Car Week | Nostalgia when you hold us

(Monterey, California) Passion remains the driving force behind Car Week, an extraordinary automotive event on American soil. Old or modern, authentic or replicas, creations or evocations, Formula 1, special bodies, unique models… there is something for everyone.

Posted at 11:45 a.m.

Eric LeFrancois

Eric LeFrancois
special collaboration

Since 1950, Monterey and surrounding areas have celebrated the automobile in all its forms. We admire beautiful bodywork, we let ourselves be lulled by the song of racing engines and we attend the spectacle of auction sales which regularly break records.

In Monterey last week, vintage car enthusiasts were at a loss for where to turn.

Car Week this year honored the centenary of the 24 Hours of Le Mans while celebrating, with pomp, major brands that have disappeared (Duesenberg, Talbot-Lago and other Hispano-Suiza). Apart from the plethora of builders, including young shoots, who came to present their recent creations (mostly electric), the old models that ran on new energies could be counted on the fingers of one hand.


PHOTO ÉRIC LEFRANÇOIS, SPECIAL COLLABORATION

To support purists in their transition to all-electric, Audi has produced a modern interpretation of its famous Ur-Quattro, the S1 e-tron quattro Hoonitron.

Kept away from the demonstration, the visitors did not all want to go to the end of the 18e hole to realize that alternative energies are more than a century old. In addition to the very experimental Chrysler Turbine (it could run on vegetable oil), there was the Columbia Mark XIX from 1907. Purely electric, this model produced by the Columbia Park Surrey consortium had “sufficient autonomy to go to the ‘opera’ and then cost $1900.

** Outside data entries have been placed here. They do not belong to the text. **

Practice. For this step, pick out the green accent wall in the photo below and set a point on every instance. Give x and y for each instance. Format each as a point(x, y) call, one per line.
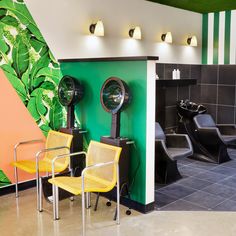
point(133, 120)
point(227, 36)
point(216, 38)
point(204, 38)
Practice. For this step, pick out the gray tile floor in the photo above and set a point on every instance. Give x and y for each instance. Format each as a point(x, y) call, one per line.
point(204, 186)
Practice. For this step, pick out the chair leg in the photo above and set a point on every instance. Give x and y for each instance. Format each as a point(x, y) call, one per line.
point(96, 203)
point(16, 181)
point(55, 202)
point(88, 200)
point(83, 213)
point(40, 196)
point(118, 196)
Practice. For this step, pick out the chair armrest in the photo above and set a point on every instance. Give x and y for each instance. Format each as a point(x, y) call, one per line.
point(99, 165)
point(24, 143)
point(178, 141)
point(63, 156)
point(227, 129)
point(210, 136)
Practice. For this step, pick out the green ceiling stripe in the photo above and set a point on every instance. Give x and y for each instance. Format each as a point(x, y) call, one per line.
point(204, 38)
point(227, 36)
point(216, 37)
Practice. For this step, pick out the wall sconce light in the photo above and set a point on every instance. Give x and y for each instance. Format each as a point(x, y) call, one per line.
point(97, 28)
point(167, 37)
point(192, 41)
point(135, 33)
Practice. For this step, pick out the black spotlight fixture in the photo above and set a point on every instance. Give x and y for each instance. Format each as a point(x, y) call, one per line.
point(70, 92)
point(115, 97)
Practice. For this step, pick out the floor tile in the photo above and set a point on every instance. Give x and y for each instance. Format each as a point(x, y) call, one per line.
point(163, 199)
point(230, 182)
point(182, 205)
point(177, 191)
point(204, 199)
point(190, 171)
point(224, 170)
point(227, 205)
point(220, 190)
point(194, 183)
point(211, 176)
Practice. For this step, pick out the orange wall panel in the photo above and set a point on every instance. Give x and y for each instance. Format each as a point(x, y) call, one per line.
point(16, 124)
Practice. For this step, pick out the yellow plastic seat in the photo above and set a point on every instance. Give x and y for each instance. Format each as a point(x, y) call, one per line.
point(57, 143)
point(100, 175)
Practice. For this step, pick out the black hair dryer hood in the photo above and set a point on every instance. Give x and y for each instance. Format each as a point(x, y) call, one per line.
point(114, 97)
point(70, 92)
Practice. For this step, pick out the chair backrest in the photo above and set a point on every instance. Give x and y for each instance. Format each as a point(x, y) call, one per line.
point(204, 121)
point(58, 139)
point(101, 153)
point(159, 133)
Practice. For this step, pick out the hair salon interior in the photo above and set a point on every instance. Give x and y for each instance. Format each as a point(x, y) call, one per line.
point(117, 117)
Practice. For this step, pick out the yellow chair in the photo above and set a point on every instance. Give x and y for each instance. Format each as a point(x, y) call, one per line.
point(100, 175)
point(57, 143)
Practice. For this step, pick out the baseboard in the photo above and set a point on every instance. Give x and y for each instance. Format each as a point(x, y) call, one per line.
point(21, 186)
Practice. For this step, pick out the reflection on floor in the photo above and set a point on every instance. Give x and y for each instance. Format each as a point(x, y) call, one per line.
point(20, 218)
point(204, 186)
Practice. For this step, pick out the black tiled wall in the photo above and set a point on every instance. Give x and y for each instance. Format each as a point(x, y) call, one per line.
point(218, 92)
point(215, 89)
point(174, 94)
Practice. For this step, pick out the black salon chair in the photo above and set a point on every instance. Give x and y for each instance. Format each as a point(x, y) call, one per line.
point(215, 138)
point(168, 149)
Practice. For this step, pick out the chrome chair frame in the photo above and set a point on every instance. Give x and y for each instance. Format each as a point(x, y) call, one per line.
point(55, 188)
point(38, 179)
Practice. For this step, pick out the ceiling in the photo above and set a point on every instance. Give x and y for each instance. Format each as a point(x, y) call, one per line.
point(201, 6)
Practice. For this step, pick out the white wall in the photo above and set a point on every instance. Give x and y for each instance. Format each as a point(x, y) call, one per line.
point(64, 24)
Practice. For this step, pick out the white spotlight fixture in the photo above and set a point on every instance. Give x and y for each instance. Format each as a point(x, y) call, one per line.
point(167, 37)
point(135, 33)
point(192, 41)
point(97, 28)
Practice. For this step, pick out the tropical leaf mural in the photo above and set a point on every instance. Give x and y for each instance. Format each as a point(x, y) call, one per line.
point(29, 65)
point(3, 179)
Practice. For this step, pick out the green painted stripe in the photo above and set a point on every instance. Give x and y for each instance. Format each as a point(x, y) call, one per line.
point(227, 36)
point(204, 38)
point(216, 37)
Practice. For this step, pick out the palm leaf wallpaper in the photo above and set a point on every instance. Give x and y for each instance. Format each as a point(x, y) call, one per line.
point(30, 67)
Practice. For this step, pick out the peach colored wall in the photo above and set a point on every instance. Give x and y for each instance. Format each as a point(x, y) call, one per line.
point(16, 124)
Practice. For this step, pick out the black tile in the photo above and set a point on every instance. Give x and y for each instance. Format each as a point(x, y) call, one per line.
point(171, 96)
point(211, 109)
point(160, 70)
point(231, 164)
point(184, 71)
point(171, 117)
point(183, 93)
point(227, 74)
point(194, 183)
point(177, 191)
point(230, 182)
point(168, 70)
point(196, 72)
point(182, 205)
point(224, 170)
point(225, 115)
point(220, 190)
point(203, 165)
point(208, 93)
point(190, 171)
point(227, 205)
point(195, 91)
point(209, 74)
point(226, 95)
point(211, 176)
point(163, 199)
point(204, 199)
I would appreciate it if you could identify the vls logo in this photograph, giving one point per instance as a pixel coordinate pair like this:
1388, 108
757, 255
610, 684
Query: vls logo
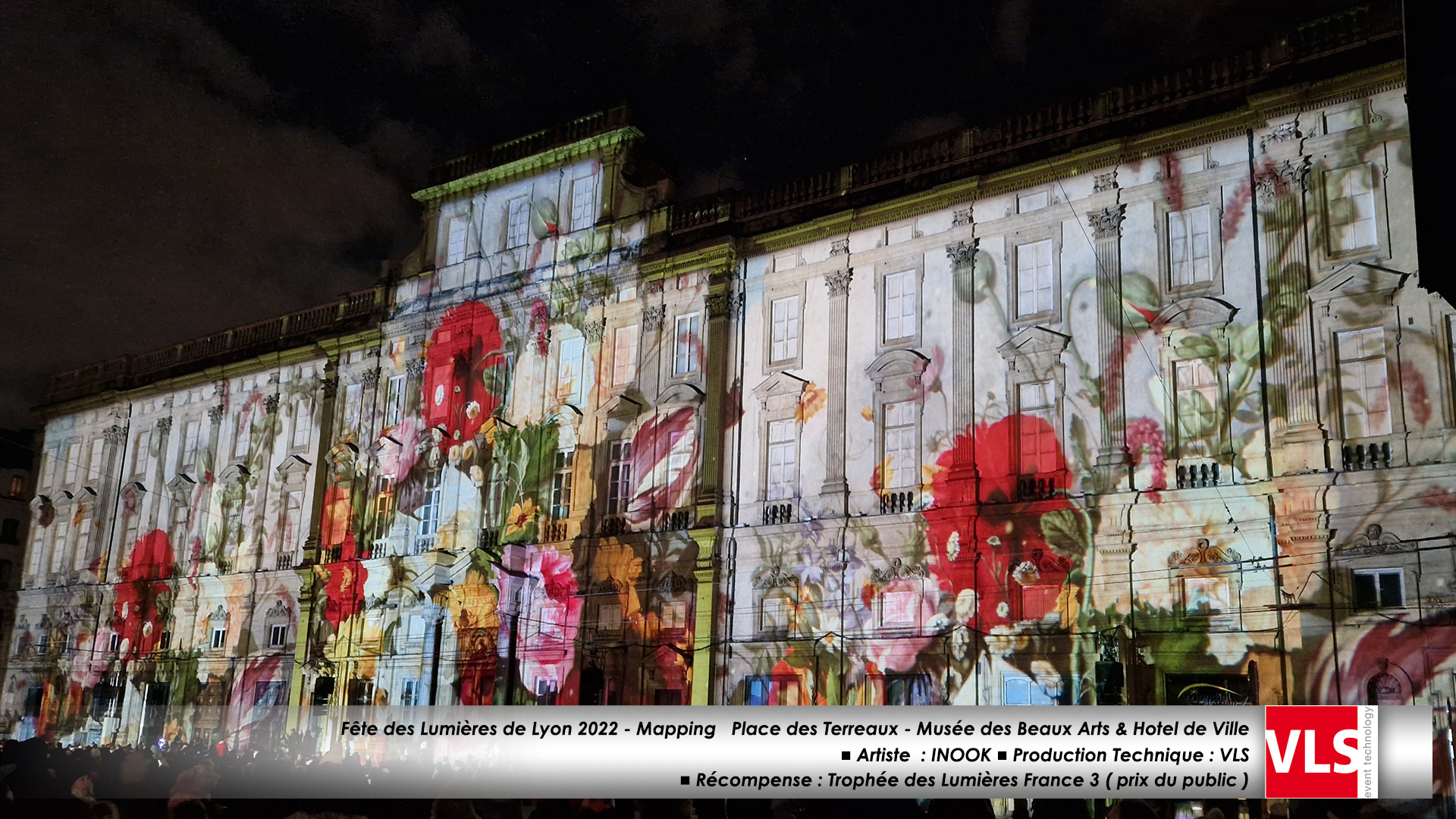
1320, 751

Wooden frames and canvas headgear or heavy shiny metallic cabins. On the multiple exhibition sites of the Car Week, several hundred cars huddle against each other. The youngest must be in her forties, but the motorization that drives the oldest is over 100 years old.

This event is not only a mecca for enthusiasts, even if it costs at least $515 to take part. This year, some 85,000 visitors came to relive the rich hours of the automobile.

More imposing, the cars of the inter-war period require long and complex restoration work. They were a hundred gathered on the lawn of the Pebble Beach golf course, including a Duesenberg J Figoni Sports Torpedo from 1932. It was she who won the top honors of this event. It looks brand new: it cost millions of dollars to get back into shape and required thousands of hours of sanding and fine-tuned hammer blows before it regained its full glory. Just as gleaming, a few red Ferraris irresistibly catch the eye, including a 410 Sport sold at auction for 22 million US dollars. Not far from there, the owner of an Alfa Romeo TZ Zagato assesses the value of his car. “Somewhere between 5 and 15 million,” he says.


PHOTO ÉRIC LEFRANÇOIS, SPECIAL COLLABORATION

One hundred and twelve copies of the Alfa Romeo TZ were produced between 1963 and 1967. Its rarity explains its value to collectors looking for exclusivity.

On track

Car Week is far from being a static event. On the contrary. The Laguna Seca circuit allows you to admire the legends of motorsport in motion. This year, a hall has been devoted to former glories of the 24 Hours of Le Mans. There were well-known models, such as the Porsche 917 and the Audi R8 LMP1, but also rarities such as the Cadillac Serie 61 (known as “the Monster”) or the Alpine A441C entrusted to Marie-Claude Beaumont and Lella Lombardi in 1975.

Formula 1 enthusiasts could touch and approach the Tyrrells, Shadows, Brabhams, Lotuses and the very Canadian Wolf (WR5) at their leisure. Among the owners of these cars, no more than a third are pilots. But all of them slip without being asked into the narrow cockpit of these single-seaters which they lovingly grease and polish.